Le 8 janvier 2019, ce très proche allié du couple présidentiel se rend au Costa Rica et publie une lettre annonçant sa démission de la Cours suprême de justice du Nicaragua ainsi que du FSLN dans lequel il milite depuis plus de 43 ans. Les raisons qu’il donne pour expliquer son geste sont cinglantes : Le récit de Daniel de Ortega et Murillo selon lequel le soulèvement populaire d’avril 2018 reflète une tentative de coup d’État, orchestrée et financée par la droite nicaraguayenne avec l’appui financier et médiatique des États-Unis, est faux. Ce couple porte la responsabilité de la plupart des morts, blessés et prisonniers politique, et de la chute libre dans laquelle se trouve présentement l’économie nicaraguayenne. Il se comporte comme dans une monarchie absolue, contrôlant toutes les institutions de l’État, y inclus le pouvoir judiciaire et même la Cour suprême de justice. En s’obstinant à rester au pouvoir par la répression, en réduisant les médias indépendants au silence, en refusant le Dialogue National sous la médiation de l’Église catholique appuyé par la grande majorité des Nicaraguayens, il sème les graines d’une possible guerre civile.
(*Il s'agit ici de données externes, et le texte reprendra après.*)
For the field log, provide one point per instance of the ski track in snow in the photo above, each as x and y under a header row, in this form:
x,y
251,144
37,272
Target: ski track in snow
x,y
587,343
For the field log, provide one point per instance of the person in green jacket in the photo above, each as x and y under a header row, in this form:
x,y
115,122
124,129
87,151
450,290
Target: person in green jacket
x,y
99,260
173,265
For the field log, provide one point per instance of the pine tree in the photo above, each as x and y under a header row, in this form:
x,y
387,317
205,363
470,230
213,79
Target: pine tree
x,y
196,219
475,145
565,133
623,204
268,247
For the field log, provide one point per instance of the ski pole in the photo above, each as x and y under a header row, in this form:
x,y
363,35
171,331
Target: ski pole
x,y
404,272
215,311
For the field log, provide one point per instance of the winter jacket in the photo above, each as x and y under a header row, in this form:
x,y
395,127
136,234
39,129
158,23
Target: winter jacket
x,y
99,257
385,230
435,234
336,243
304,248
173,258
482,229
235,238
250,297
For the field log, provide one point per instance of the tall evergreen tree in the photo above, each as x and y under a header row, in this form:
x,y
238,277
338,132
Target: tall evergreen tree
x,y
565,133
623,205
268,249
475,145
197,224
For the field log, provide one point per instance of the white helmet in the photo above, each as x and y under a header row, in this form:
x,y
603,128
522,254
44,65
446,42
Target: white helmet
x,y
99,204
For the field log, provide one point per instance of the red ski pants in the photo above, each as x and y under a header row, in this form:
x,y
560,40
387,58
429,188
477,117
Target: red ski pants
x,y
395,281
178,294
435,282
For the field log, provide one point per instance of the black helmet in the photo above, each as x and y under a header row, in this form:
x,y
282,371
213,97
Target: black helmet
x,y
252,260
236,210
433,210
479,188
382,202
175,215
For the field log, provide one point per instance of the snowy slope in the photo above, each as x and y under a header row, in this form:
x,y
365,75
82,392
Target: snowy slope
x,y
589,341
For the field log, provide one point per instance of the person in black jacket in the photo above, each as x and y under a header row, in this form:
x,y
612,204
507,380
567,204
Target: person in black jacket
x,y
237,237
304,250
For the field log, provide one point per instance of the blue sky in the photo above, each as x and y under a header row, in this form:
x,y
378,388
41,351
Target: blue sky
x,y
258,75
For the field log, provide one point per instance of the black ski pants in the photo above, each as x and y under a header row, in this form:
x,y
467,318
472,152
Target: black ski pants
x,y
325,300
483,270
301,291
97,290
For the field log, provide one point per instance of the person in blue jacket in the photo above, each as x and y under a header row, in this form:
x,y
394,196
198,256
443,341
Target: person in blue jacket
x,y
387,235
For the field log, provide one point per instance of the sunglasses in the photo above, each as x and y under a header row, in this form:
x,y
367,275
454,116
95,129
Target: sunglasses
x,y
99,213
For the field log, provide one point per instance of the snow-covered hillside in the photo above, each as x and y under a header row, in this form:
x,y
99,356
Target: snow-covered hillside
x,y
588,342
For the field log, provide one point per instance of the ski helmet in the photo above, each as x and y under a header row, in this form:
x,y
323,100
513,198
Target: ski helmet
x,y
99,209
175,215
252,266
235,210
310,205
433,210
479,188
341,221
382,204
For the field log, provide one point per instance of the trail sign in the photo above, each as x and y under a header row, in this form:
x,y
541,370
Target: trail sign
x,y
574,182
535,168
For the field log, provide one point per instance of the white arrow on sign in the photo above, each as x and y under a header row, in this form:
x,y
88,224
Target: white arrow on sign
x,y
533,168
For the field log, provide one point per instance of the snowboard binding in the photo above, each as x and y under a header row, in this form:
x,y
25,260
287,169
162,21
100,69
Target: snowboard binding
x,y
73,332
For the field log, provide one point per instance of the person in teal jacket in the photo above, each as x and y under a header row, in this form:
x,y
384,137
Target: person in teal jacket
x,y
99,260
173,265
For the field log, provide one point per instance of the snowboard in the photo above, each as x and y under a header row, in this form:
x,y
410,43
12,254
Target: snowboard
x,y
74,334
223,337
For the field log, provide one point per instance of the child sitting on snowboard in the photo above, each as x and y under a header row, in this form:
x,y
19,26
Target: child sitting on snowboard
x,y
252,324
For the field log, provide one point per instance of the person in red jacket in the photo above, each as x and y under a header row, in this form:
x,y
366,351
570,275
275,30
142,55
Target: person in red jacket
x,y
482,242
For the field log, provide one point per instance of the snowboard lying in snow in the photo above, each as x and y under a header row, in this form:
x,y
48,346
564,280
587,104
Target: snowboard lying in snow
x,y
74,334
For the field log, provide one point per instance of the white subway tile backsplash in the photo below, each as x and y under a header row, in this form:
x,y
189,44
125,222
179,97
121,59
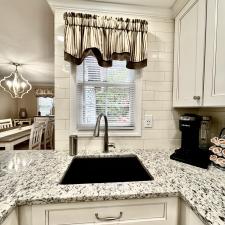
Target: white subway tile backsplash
x,y
156,93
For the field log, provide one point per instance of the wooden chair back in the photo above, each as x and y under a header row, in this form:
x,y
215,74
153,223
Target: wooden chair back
x,y
35,136
6,123
48,136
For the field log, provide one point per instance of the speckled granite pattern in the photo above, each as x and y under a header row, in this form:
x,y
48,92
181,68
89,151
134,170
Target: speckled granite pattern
x,y
32,177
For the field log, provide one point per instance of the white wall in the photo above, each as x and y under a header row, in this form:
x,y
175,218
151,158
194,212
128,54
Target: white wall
x,y
156,93
8,105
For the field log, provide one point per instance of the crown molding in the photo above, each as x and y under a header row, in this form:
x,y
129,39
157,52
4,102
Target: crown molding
x,y
104,8
178,6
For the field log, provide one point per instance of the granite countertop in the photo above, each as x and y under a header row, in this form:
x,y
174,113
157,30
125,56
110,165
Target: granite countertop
x,y
32,177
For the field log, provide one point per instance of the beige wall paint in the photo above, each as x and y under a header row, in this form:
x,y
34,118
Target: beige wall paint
x,y
8,105
156,94
29,101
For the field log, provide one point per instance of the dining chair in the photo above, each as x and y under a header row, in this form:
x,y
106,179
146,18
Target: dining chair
x,y
35,136
5,123
48,135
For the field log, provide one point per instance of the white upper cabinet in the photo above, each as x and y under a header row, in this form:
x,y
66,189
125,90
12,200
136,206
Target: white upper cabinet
x,y
189,54
199,55
214,89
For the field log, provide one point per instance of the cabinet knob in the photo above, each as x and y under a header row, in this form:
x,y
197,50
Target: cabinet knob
x,y
108,218
196,97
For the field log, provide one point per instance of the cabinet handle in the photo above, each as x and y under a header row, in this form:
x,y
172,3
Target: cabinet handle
x,y
196,97
108,218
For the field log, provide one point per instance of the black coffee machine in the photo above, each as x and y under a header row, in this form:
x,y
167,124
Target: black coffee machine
x,y
190,153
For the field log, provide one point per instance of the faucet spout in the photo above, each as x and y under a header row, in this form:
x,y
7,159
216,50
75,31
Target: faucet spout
x,y
97,131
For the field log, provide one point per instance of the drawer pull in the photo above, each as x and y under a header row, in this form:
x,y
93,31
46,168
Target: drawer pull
x,y
108,218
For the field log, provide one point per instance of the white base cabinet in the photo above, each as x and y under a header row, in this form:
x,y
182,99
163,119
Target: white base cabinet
x,y
187,216
158,211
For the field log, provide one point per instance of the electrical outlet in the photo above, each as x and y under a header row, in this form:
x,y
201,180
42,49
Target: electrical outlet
x,y
148,121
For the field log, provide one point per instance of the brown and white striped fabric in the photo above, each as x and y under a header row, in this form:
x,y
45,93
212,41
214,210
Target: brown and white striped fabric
x,y
106,38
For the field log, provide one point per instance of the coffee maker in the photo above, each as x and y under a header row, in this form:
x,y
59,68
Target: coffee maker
x,y
190,153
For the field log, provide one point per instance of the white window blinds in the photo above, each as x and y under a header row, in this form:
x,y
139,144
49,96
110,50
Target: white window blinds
x,y
105,90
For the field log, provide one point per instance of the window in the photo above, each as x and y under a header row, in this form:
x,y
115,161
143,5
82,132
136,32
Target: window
x,y
105,90
45,106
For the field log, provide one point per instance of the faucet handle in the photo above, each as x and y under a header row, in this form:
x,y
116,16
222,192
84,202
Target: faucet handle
x,y
112,145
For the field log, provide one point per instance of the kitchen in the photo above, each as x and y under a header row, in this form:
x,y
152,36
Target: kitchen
x,y
179,193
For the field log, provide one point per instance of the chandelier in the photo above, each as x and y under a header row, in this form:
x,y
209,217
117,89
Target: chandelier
x,y
15,84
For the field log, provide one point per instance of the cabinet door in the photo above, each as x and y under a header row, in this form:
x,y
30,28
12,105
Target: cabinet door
x,y
214,93
189,55
187,216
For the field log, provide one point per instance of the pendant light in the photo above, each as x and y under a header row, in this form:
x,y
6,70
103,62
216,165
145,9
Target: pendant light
x,y
15,84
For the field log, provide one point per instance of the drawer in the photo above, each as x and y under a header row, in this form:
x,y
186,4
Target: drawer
x,y
98,212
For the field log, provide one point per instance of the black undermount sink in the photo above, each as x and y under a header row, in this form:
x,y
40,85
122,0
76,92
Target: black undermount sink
x,y
83,170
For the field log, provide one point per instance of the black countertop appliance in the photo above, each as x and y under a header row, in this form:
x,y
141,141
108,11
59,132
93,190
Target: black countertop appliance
x,y
190,153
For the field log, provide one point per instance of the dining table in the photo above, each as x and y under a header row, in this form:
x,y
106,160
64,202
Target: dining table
x,y
12,136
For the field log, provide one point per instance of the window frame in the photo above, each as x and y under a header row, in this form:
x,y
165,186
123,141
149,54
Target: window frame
x,y
38,106
136,131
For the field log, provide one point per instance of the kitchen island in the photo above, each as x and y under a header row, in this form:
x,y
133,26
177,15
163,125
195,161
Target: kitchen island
x,y
32,178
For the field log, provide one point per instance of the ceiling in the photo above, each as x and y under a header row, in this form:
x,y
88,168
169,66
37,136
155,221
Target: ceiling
x,y
152,3
27,37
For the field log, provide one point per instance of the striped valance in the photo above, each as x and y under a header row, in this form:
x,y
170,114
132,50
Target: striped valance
x,y
44,92
106,38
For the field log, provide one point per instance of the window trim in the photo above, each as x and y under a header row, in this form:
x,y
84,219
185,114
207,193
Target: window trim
x,y
38,106
114,132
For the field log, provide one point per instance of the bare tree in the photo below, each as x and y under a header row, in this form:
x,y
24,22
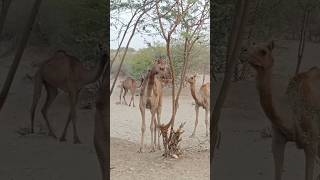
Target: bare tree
x,y
239,19
304,28
192,27
102,125
20,50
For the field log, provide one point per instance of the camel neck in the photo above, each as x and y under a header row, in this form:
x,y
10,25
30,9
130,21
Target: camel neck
x,y
194,93
150,84
264,87
93,75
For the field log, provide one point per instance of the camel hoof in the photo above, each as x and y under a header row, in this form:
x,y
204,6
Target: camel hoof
x,y
140,150
152,150
51,134
62,139
76,141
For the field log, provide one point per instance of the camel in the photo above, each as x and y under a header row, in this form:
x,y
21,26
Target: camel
x,y
65,72
303,125
129,84
202,99
151,98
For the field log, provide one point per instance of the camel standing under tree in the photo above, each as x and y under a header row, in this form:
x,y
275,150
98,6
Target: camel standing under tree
x,y
303,127
151,98
65,72
129,84
202,99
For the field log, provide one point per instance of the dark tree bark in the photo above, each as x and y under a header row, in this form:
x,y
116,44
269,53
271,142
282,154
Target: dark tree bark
x,y
19,53
239,19
102,125
4,12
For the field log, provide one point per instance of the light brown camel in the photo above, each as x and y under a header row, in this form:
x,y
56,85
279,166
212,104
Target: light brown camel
x,y
65,72
202,99
129,84
151,98
303,125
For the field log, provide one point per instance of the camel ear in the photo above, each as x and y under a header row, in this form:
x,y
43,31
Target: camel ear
x,y
270,45
100,46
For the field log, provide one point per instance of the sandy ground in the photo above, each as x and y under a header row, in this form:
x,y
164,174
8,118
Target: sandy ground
x,y
38,157
244,154
125,134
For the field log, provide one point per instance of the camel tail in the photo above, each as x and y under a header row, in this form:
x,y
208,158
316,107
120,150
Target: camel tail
x,y
36,96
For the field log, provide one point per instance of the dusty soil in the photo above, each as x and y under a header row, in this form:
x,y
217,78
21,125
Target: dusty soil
x,y
125,134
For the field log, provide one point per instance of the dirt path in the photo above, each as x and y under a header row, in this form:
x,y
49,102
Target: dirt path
x,y
125,135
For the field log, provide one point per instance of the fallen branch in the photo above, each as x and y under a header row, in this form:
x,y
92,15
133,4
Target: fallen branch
x,y
171,143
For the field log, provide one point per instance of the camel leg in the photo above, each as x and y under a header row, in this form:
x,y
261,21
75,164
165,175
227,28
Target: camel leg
x,y
207,122
52,93
152,131
124,96
310,155
72,116
36,96
121,94
196,123
158,119
143,126
278,148
131,98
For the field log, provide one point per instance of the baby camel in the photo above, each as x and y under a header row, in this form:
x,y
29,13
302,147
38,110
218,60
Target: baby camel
x,y
202,99
129,84
303,126
151,98
65,72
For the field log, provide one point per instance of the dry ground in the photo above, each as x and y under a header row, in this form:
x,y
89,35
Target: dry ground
x,y
125,134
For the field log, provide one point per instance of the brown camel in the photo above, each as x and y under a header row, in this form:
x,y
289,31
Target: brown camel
x,y
129,84
202,99
65,72
151,98
303,127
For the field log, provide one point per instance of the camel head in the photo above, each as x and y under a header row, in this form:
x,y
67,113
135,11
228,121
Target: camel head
x,y
260,57
103,53
160,67
192,79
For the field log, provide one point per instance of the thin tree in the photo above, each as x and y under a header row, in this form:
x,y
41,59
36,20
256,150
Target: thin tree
x,y
304,27
102,125
19,53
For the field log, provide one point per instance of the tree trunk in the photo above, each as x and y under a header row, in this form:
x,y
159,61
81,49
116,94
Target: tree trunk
x,y
4,12
20,50
302,38
239,19
102,125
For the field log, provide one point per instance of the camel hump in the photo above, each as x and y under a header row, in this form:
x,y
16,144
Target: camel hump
x,y
60,52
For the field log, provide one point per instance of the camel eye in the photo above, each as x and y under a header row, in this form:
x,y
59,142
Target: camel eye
x,y
263,52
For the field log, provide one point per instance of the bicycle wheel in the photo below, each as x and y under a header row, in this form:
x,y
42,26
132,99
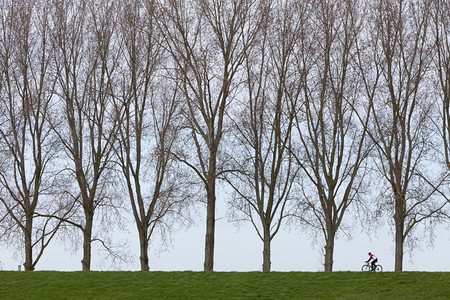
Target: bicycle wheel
x,y
378,268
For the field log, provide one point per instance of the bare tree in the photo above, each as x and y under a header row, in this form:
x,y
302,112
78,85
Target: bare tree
x,y
401,112
208,40
331,125
148,127
264,170
27,145
441,31
86,56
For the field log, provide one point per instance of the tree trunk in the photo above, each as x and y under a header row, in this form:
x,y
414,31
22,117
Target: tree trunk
x,y
87,239
143,248
329,252
266,251
210,228
28,265
398,246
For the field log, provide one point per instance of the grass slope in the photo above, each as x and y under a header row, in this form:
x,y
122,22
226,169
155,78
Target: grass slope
x,y
223,285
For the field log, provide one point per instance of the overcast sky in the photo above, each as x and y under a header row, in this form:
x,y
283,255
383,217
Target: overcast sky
x,y
241,250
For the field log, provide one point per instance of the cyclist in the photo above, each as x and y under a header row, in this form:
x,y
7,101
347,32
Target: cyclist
x,y
374,260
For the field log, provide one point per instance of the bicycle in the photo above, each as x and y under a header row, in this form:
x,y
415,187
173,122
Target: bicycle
x,y
368,268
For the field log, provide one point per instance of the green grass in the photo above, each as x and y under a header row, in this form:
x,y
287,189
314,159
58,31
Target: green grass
x,y
223,285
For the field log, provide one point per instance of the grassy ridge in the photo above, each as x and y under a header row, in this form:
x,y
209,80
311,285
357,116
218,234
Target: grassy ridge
x,y
223,285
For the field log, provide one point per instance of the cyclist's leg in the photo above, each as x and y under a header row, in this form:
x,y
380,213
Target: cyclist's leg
x,y
373,264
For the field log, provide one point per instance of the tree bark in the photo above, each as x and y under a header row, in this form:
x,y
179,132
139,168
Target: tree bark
x,y
266,252
399,221
87,243
210,224
143,241
329,251
28,265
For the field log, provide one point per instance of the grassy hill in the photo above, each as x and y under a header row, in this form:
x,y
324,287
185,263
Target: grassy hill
x,y
223,285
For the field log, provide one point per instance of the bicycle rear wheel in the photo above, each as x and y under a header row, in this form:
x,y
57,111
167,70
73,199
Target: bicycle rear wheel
x,y
378,268
365,268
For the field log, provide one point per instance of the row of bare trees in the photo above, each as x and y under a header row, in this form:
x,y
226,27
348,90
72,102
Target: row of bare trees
x,y
299,107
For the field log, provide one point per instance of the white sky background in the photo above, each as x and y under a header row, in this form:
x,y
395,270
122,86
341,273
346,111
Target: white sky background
x,y
241,250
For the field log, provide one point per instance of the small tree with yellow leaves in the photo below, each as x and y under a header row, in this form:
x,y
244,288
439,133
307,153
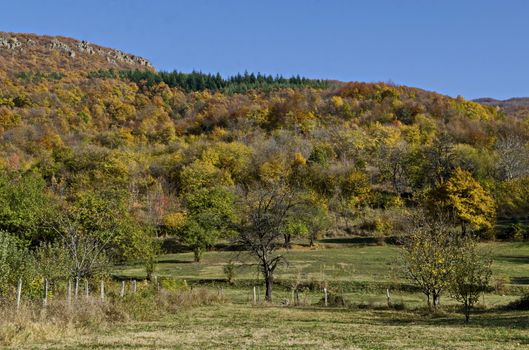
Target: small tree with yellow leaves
x,y
428,257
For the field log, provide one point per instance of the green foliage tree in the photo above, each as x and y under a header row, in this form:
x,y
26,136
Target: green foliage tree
x,y
24,205
470,274
466,201
210,214
428,256
15,263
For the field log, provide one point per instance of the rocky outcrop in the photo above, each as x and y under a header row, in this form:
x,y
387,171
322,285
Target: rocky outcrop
x,y
14,43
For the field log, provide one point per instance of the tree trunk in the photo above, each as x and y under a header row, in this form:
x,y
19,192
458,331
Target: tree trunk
x,y
269,281
436,300
288,238
198,254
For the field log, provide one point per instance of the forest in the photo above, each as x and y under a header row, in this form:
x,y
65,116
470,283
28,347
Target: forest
x,y
108,167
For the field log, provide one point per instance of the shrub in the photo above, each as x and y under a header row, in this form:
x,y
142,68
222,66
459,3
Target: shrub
x,y
520,304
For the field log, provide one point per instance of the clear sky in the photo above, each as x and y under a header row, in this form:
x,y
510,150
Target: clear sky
x,y
473,48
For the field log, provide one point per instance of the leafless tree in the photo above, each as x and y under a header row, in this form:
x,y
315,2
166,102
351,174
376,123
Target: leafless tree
x,y
88,251
265,209
513,157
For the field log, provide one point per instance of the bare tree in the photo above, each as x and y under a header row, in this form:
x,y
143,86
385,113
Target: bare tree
x,y
265,209
87,252
513,157
428,256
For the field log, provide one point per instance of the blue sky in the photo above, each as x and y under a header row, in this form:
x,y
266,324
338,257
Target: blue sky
x,y
473,48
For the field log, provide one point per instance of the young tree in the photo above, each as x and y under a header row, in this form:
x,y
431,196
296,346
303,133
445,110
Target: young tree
x,y
265,210
15,262
428,256
210,213
470,274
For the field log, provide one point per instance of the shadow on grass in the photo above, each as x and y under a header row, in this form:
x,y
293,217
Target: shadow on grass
x,y
478,319
520,280
516,259
360,240
174,261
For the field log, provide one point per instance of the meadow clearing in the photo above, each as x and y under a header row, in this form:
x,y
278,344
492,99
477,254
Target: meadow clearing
x,y
357,272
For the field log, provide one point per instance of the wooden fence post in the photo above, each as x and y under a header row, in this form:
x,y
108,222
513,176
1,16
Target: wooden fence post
x,y
76,287
102,290
45,300
19,292
69,292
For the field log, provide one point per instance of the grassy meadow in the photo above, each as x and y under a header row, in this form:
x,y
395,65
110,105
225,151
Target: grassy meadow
x,y
358,272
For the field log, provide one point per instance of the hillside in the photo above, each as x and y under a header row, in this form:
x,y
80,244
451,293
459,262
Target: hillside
x,y
29,52
81,119
517,107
Survenant trois jours avant la session convoquée par l’OEA pour discuter de la situation nicaraguayenne, la démission de Solis sape la crédibilité du ministre des Affaires étrangères du Nicaragua, Denis Moncada, lorsque ce dernier affirme, dans un discours de 40 minutes, que le Nicaragua a été victime d’une tentative de coup d’État. Son silence par rapport à l’Affaire Solis en dit beaucoup plus que ses paroles.